The development environment for the Advanced Data Analysis Toolkit is designed to ensure consistency, ease of use, and scalability. Below are the key components and tools used in the development process:

The project uses uv for package management, which provides:

• Isolated Environments: Each project has its own virtual environment to avoid dependency conflicts.
• Dependency Caching: Speeds up installation by caching dependencies.
• Reproducible Builds: Ensures that the same dependencies are installed across different environments.

The project includes a .devcontainer configuration, which provides:

• Pre-installed Dependencies: Ensures all required libraries and tools are available.
• Docker-based Isolation: Guarantees a consistent environment across different machines.
• Simplified Onboarding: New contributors can quickly set up their environment.

The justfile is used for task automation, allowing developers to run common tasks such as linting, testing, and serving the application with simple commands. This streamlines the development workflow and reduces the potential for errors. The available commands were detailed in the "Usage" section above.

The Dockerfile defines a multi-stage build process:

• Builder Stage:
  • Uses the uv image for dependency management and bytecode compilation.
  • Installs necessary system dependencies like libcairo2 and graphviz.
  • Caches dependencies for faster builds.
• Runtime Stage:
  • Uses a slim Python image for a lightweight runtime environment.
  • Copies the application and dependencies from the builder stage.
  • Exposes port 8000 for the application.
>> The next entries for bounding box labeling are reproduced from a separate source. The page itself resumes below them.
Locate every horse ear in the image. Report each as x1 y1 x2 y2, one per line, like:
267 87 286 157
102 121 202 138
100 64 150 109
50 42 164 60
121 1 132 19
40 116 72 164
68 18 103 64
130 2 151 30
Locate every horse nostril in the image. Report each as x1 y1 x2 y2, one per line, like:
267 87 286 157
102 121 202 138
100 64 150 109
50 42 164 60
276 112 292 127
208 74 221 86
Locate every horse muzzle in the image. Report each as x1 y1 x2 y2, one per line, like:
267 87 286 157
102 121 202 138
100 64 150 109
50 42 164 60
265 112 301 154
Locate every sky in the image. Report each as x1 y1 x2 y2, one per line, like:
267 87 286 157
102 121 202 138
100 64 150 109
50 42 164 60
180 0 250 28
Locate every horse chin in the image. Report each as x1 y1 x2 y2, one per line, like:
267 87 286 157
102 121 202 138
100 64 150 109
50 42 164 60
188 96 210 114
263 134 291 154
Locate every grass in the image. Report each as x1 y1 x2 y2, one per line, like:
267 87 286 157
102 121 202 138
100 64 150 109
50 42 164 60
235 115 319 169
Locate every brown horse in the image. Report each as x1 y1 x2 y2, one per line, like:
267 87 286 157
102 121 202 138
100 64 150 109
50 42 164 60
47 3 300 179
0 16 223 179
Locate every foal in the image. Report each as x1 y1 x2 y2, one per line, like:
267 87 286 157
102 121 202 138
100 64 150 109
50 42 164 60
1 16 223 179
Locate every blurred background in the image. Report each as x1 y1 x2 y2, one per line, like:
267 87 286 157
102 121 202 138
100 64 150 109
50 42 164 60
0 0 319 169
• ruff: Ensures code adheres to style guidelines.
• black: Automatically formats code for consistency.
• mypy: Performs static type checking.
• vulture: Identifies unused code.
• pip-audit: Checks for vulnerabilities in dependencies.

• Git Hooks: Pre-commit hooks are used for linting and testing.
• Pull Requests: All changes are introduced via pull requests, requiring approval from at least one other team member.
• Copilot Auto-Reviews: GitHub Copilot is configured to provide automated code reviews, assisting in maintaining code quality and consistency.